Cries of alarm, protest and horror rattled New York elites recently when Aby Rosen, the man who owns the Seagram’s building, wanted to remove a wall hanging, originally a ballet theater backdrop, purportedly painted by Pablo Picasso. The performance ended, the hanging landed as a decoration near the entrance to the 4 Seasons restaurant in the Seagram’s building and there it has hung for decades. The new owner, however, wished to redecorate and as he neither owned the painting – it belongs to an art council called the Conservancy – nor liked for it, he wanted it removed. (“Showdown At The Four Seasons” by Suzanna Andrews, Vanity Fair, 10/2013 pgs. 248-253, 287-290) Unfortunately, the Conservancy feared doing so would damage the painting and so objections reverberated throughout the art community, including Thomas Wolfe’s assessment that the new owner was a “smug vulgarian” (Ibid pg. 252)
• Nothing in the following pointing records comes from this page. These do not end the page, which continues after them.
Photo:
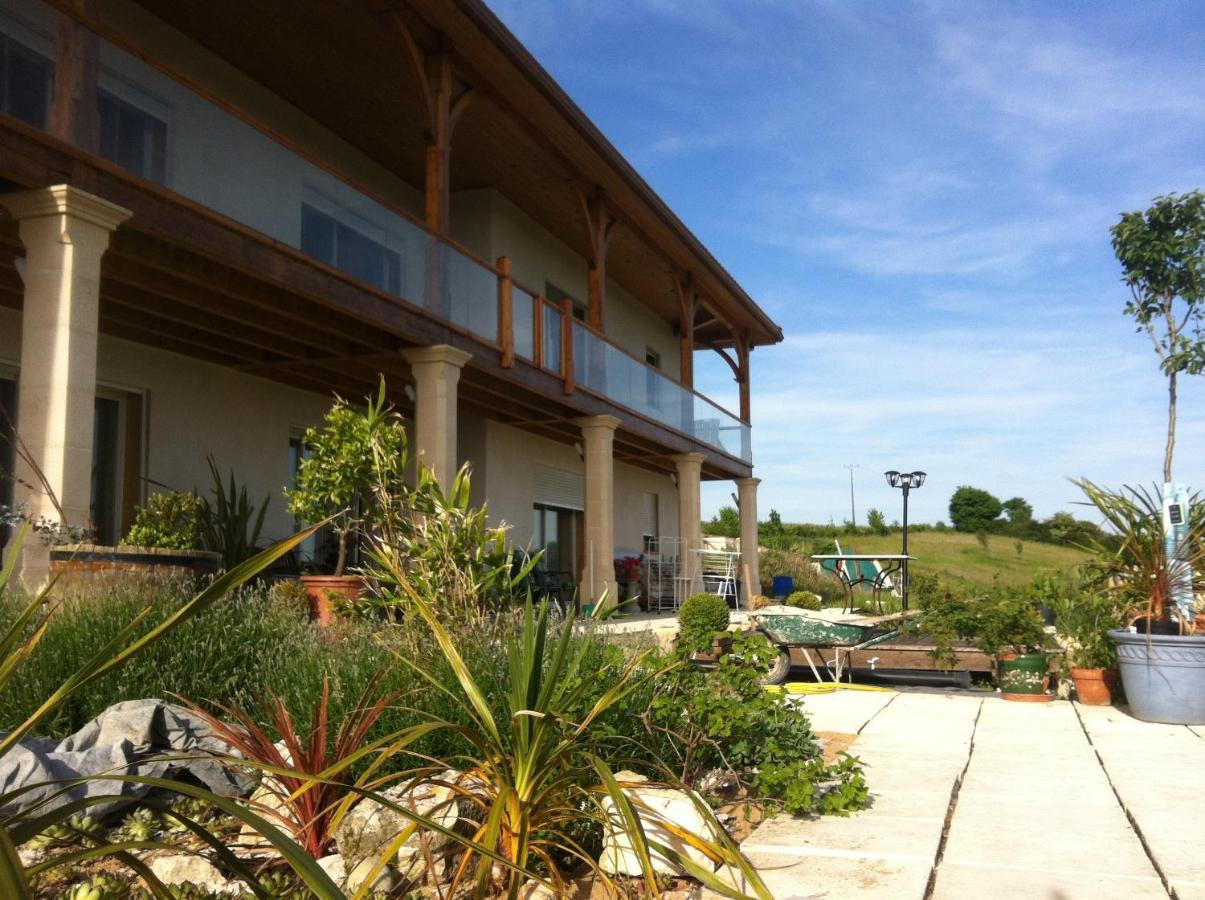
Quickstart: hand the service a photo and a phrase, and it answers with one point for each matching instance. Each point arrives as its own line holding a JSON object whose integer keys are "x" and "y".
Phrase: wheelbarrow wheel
{"x": 780, "y": 668}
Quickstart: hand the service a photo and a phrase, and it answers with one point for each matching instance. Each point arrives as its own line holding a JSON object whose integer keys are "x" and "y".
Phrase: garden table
{"x": 883, "y": 566}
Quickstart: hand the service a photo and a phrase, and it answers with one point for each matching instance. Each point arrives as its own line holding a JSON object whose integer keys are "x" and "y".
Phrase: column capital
{"x": 436, "y": 353}
{"x": 593, "y": 422}
{"x": 64, "y": 200}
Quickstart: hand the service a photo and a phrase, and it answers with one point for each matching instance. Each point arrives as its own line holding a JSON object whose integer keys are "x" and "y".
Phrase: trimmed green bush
{"x": 171, "y": 519}
{"x": 804, "y": 600}
{"x": 700, "y": 618}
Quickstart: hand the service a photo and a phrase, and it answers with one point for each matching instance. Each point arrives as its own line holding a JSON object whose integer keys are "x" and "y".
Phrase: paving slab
{"x": 1153, "y": 770}
{"x": 838, "y": 878}
{"x": 845, "y": 711}
{"x": 958, "y": 882}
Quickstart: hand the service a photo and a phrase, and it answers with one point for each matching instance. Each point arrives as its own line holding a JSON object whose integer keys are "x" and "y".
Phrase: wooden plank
{"x": 506, "y": 312}
{"x": 74, "y": 115}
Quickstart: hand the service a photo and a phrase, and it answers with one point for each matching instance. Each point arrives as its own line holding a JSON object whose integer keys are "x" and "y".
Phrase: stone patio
{"x": 973, "y": 794}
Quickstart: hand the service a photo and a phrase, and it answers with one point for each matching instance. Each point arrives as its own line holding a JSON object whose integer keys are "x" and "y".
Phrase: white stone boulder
{"x": 370, "y": 827}
{"x": 660, "y": 810}
{"x": 184, "y": 868}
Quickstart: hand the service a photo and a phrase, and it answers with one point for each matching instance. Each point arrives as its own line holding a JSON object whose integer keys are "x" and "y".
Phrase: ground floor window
{"x": 557, "y": 531}
{"x": 650, "y": 518}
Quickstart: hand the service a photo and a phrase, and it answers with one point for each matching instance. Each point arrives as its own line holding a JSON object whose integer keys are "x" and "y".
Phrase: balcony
{"x": 203, "y": 152}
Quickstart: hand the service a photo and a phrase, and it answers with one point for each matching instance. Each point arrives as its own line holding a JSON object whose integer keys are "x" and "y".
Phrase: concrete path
{"x": 971, "y": 793}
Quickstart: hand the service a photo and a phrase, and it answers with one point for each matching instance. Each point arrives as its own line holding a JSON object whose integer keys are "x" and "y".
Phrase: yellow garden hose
{"x": 806, "y": 687}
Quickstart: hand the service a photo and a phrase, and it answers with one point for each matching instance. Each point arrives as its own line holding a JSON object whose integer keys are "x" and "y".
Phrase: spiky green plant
{"x": 536, "y": 777}
{"x": 1138, "y": 570}
{"x": 17, "y": 642}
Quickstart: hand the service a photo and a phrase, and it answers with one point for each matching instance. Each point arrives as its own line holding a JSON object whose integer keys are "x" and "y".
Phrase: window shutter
{"x": 556, "y": 487}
To the dismay of the aesthetes, the smug vulgarian held his ground. “It’s my property and I can do what I want to,” was his sentiment, and so the Conservancy scrambled to find a new home for the canvass which Christie’s auction house had appraised at 1.6 million dollars. Despite the canvas’ presumed value, no buyers came forward and no museum would agree to display it. Faced with a lack of alternatives, the Conservancy took Rosen to court. They argued the backdrop was a valuable piece of New York history as well as an important art work that would be destroyed if Seagram’s new owner were allowed to carry out his plans. Rosen replied that the work had already been defaced when it was cut to size to be installed at Seagram’s and besides, he was certain Picasso hadn’t executed the painting but merely supervised its completion.
After much wrangling and hurt feelings, the two parties reached a settlement. Rosen would pay for the Picasso to be removed and safely delivered to the New York Historical Society. There, it would be permanently displayed and Rose could get on with his renovations. (Ibid pg.290.) Much Ado about Nothing.
Let’s be honest, the world is awash in Picasso’s. You will find him on pajamas and coffee mugs and planters, for example. Why make a religion of him and cast non-believers as infidels? At no time during all this sound and fury did anyone claim this particular backdrop was a great work of art. Certainly, when tested in the market, the market fell silent. Now the backdrop survives, not as a fine example of Picasso’s work, but as a piece of New York history. Something of a come down, I suspect.